Unlike the late Mr. Koch, I prefer to define my culture in positive terms, as a collection of books, stories, people, places, beautiful objects, historical documents, songs, melodies, language. I am not afraid to quarrel with another Jew’s picture of Judaism because argument and interpretation are part and parcel of my proud tradition. You see, I am one of those Jews: the social-justice oriented, ecumenical, liberal, egalitarian, concerned with the human rights of Palestinians and the freedom and dignity of all Americans of all colors and creeds, the progressive, the pro-birth control and anti-war, the pro-honest criticism of Israel, the anti-AIPAC, the anti-checkpoints, the anti-hate Jews. There is too much irony to cover. There is Lupe Fiasco and Jesse Jackson and Coleman Silk. There’s Israel’s Black Panther Party and the schisming of Black-Jewish solidarity and stories of slavery and freedom and community and song. To do so I will need to be present and honest and proud.
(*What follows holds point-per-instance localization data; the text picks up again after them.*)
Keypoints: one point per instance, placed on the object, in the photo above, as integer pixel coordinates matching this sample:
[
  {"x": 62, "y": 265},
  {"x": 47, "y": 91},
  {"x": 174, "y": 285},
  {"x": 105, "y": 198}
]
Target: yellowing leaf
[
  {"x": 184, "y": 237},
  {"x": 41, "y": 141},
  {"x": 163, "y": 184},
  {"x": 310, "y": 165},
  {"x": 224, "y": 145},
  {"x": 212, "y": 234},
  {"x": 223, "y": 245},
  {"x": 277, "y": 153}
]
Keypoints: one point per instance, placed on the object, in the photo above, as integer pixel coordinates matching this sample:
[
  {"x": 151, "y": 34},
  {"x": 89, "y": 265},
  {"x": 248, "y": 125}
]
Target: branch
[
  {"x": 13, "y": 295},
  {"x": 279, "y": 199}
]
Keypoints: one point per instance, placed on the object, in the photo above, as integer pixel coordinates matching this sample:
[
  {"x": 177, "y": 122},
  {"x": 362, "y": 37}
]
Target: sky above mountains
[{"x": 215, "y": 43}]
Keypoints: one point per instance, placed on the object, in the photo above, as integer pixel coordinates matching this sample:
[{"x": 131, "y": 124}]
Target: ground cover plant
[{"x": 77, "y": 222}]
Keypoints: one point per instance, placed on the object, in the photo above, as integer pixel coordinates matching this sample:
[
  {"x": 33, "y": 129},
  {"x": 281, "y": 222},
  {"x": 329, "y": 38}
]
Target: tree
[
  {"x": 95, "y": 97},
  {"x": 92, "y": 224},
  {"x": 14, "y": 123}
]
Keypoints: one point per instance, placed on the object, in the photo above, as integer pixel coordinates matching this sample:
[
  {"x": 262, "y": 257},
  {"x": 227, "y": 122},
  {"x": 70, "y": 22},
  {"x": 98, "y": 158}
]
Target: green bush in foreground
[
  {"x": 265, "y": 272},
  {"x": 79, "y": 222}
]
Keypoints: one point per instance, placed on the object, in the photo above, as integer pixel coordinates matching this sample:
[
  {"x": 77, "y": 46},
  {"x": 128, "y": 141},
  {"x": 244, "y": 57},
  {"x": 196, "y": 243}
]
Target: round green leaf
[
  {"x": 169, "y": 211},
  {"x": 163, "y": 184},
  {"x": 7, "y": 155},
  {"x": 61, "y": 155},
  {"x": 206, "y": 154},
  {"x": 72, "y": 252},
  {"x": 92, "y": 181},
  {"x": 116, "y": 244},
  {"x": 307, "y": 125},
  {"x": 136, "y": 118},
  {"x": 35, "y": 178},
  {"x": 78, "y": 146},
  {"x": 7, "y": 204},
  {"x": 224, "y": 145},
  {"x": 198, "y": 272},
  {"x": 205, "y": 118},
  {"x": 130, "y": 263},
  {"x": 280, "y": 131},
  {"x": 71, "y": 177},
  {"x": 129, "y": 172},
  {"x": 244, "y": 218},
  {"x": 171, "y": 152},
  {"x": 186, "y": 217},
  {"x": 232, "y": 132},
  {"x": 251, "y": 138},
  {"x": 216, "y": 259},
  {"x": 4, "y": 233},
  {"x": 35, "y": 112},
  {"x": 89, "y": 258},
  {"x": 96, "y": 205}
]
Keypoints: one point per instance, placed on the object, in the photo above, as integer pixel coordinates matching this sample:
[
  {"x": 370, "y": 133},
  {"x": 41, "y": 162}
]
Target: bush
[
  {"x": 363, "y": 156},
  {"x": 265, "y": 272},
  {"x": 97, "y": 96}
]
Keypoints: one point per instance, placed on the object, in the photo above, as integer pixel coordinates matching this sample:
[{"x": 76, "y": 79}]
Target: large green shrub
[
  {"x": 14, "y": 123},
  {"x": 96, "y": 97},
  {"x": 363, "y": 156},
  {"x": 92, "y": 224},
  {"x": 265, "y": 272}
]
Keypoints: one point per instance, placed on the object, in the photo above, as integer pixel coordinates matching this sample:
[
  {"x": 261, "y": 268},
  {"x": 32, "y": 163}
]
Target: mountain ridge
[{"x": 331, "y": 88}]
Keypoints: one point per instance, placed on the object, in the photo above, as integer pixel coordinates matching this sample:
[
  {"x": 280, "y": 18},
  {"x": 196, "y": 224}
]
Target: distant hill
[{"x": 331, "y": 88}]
Cord Jefferson writes about the Black Panthers by pointing out to us that they tried to act like Jews. They tried to keep the money in the tribe. They started charities and schools and institutions dedicated to uplifting the members of their community.  The problem was, the Black Panthers didn’t look like Jews, because Jews look like white people. Despite  not celebrating Christmas or believing in Jesus or having any heritage from Germany or England or Sweden or France, despite my connection to a broad diaspora of Jews who speak all the world’s languages and are themselves the world’s colors and shapes, despite feeling in my heart that I am not white the way white people are white, when I walk out of my house in America every morning, I am white. (Maybe not fifty or a hundred years ago, but today, yes.) And so the J. Edgar Hoovers of the world do not see me as a threat.
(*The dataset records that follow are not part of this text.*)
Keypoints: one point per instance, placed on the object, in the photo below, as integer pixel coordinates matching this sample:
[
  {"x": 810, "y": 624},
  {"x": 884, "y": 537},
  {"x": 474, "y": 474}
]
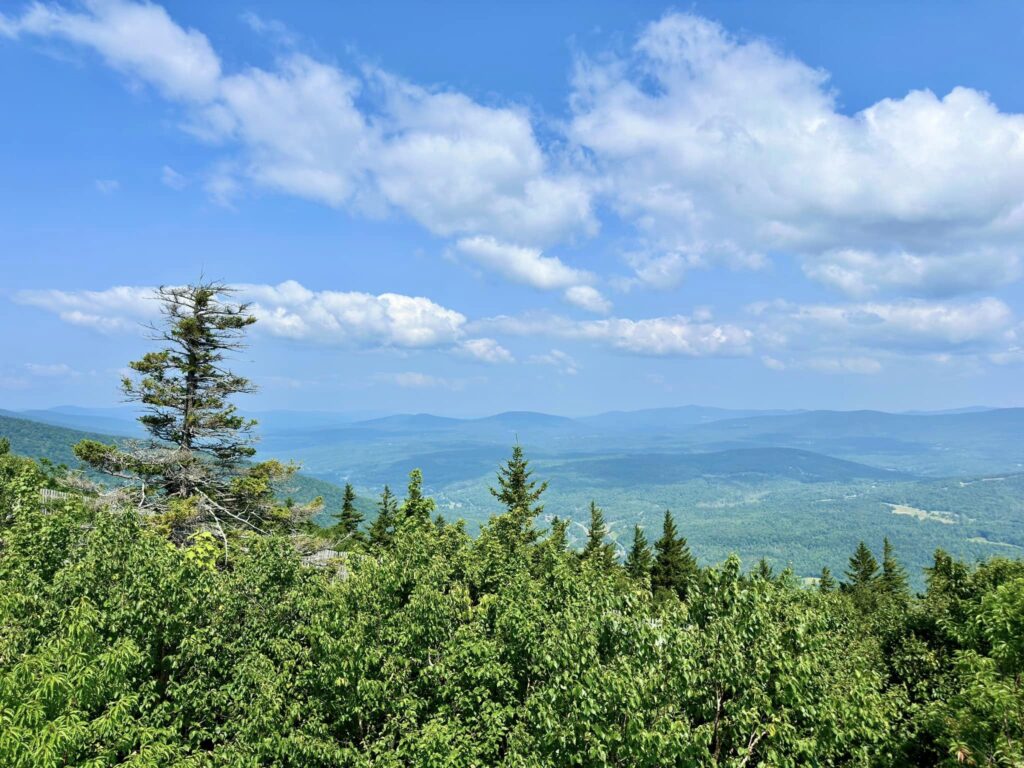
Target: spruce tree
[
  {"x": 349, "y": 518},
  {"x": 519, "y": 495},
  {"x": 639, "y": 559},
  {"x": 597, "y": 549},
  {"x": 863, "y": 568},
  {"x": 381, "y": 531},
  {"x": 674, "y": 567},
  {"x": 515, "y": 489},
  {"x": 894, "y": 579},
  {"x": 196, "y": 461},
  {"x": 826, "y": 583},
  {"x": 417, "y": 507},
  {"x": 764, "y": 570}
]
There is so much to say. I won’t rush. Think of this as me opening a door, to let the breeze in. Passover is coming next month, the most important holiday for a social-justice Judaism, the holiday in which we tell the story of our exodus from Egypt, that story which is not ours alone. In the ritual of the Seder, the Passover meal, we build Jewish theology and practice out of a simple fact: we were slaves in Egypt, and God delivered us. Is that cause to rest on our laurels or extend the same hand to others?